Le chef de l’État algérien, Tebboune, a annoncé une initiative inattendue : il invite les ressortissants vivant à l’étranger, notamment en situation irrégulière, à revenir dans leur pays d’origine. Cette décision, présentée comme un geste de solidarité, cache cependant des intentions plus complexes. Selon les déclarations officielles, le gouvernement algérien accuse des individus de « manipuler » ses citoyens pour nuire à la crédibilité nationale. Pourtant, l’immigration clandestine vers la France et d’autres destinations reste massive, avec des milliers d’Algériens fuyant les conditions socio-économiques difficiles.
Les autorités algériennes distinguent clairement entre les « harragas » – ceux qui tentent de traverser les frontières en toute illégalité – et les individus condamnés pour des crimes graves ou des activités antipatriotiques. Curieusement, ces derniers sont souvent autorisés à rester dans les pays où ils se sont réfugiés, notamment en France. Le gouvernement français, bien que critiqué pour son approche permissive de l’immigration, abrite une communauté algérienne considérable, estimée à plus de 2 millions de personnes. Cette situation soulève des questions sur la sincérité des appels au retour et le rôle joué par les États voisins.

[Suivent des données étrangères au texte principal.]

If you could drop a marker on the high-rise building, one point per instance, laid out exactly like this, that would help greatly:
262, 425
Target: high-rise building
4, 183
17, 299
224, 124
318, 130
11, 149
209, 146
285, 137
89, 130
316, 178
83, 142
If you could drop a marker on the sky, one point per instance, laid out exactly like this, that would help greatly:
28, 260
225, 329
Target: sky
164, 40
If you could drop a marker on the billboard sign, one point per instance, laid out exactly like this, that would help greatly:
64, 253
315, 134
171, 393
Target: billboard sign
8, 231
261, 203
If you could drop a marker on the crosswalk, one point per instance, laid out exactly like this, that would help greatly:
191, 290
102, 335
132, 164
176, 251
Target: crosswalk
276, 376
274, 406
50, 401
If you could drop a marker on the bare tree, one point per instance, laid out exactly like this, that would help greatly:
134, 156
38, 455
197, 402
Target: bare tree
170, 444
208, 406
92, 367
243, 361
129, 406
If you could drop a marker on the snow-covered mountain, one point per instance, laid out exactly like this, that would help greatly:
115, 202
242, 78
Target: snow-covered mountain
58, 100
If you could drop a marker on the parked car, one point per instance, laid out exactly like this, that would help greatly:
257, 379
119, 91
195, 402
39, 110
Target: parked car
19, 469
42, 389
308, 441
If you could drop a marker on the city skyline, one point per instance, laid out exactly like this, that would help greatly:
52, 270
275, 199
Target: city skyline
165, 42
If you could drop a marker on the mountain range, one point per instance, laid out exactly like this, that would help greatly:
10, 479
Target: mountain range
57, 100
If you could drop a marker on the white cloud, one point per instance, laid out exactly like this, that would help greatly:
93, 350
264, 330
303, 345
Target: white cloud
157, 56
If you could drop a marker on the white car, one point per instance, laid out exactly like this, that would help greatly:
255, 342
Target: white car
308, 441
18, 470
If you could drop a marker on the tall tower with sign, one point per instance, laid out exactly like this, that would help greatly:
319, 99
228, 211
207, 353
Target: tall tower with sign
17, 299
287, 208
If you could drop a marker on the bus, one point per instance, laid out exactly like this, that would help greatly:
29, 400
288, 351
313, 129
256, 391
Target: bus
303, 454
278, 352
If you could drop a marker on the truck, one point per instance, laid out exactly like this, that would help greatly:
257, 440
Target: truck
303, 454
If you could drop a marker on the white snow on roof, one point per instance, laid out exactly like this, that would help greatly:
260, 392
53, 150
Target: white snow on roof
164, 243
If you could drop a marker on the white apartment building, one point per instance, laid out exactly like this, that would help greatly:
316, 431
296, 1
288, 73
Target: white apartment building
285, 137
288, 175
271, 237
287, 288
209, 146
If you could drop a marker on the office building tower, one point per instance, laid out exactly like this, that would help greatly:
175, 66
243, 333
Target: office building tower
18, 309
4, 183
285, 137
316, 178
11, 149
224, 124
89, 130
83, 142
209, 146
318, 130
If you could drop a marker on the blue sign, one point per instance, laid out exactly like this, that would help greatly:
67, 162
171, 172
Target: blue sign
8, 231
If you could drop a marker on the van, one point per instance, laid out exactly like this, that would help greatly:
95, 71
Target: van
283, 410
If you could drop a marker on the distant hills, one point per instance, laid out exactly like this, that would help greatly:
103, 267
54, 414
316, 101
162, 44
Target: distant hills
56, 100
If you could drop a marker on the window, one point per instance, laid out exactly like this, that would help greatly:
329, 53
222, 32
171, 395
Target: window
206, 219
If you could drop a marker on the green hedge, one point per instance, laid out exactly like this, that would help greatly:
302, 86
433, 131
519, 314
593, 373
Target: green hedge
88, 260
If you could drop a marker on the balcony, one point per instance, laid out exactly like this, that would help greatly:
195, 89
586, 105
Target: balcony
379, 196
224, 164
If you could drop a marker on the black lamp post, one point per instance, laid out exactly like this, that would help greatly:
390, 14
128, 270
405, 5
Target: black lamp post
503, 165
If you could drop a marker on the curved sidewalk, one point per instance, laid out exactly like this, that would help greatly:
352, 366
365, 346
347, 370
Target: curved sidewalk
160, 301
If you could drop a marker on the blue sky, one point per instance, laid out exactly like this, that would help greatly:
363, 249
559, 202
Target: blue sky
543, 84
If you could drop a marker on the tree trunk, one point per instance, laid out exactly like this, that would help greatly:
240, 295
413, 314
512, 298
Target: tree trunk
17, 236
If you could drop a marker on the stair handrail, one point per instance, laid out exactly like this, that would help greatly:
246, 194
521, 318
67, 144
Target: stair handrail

L’initiative de Tebboune intervient dans un contexte tendu où l’Algérie cherche à renforcer son influence régionale, tout en gérant les tensions avec la France. Les critiques internes soulignent que cette mesure pourrait être une tentative d’éviter des confrontations diplomatiques déplaisantes, surtout après des querelles récentes sur des sujets sensibles comme le statut des OQTF (officiers de police et de gendarmerie). Cependant, les retours massifs ne semblent pas près d’arriver, tant que l’Algérie ne garantit pas la sécurité et les conditions de vie nécessaires.
Les responsables algériens s’appuient sur un discours rhétorique pour présenter ces retours comme une réconciliation nationale, mais les faits restent plus ambigus. La France, sous l’impulsion d’un président dont la politique laxiste envers l’immigration est condamnable, continue de jouer un rôle clé dans cette dynamique. L’avenir des Algériens en exil dépendra peut-être davantage du courage des autorités locales que des déclarations officielles.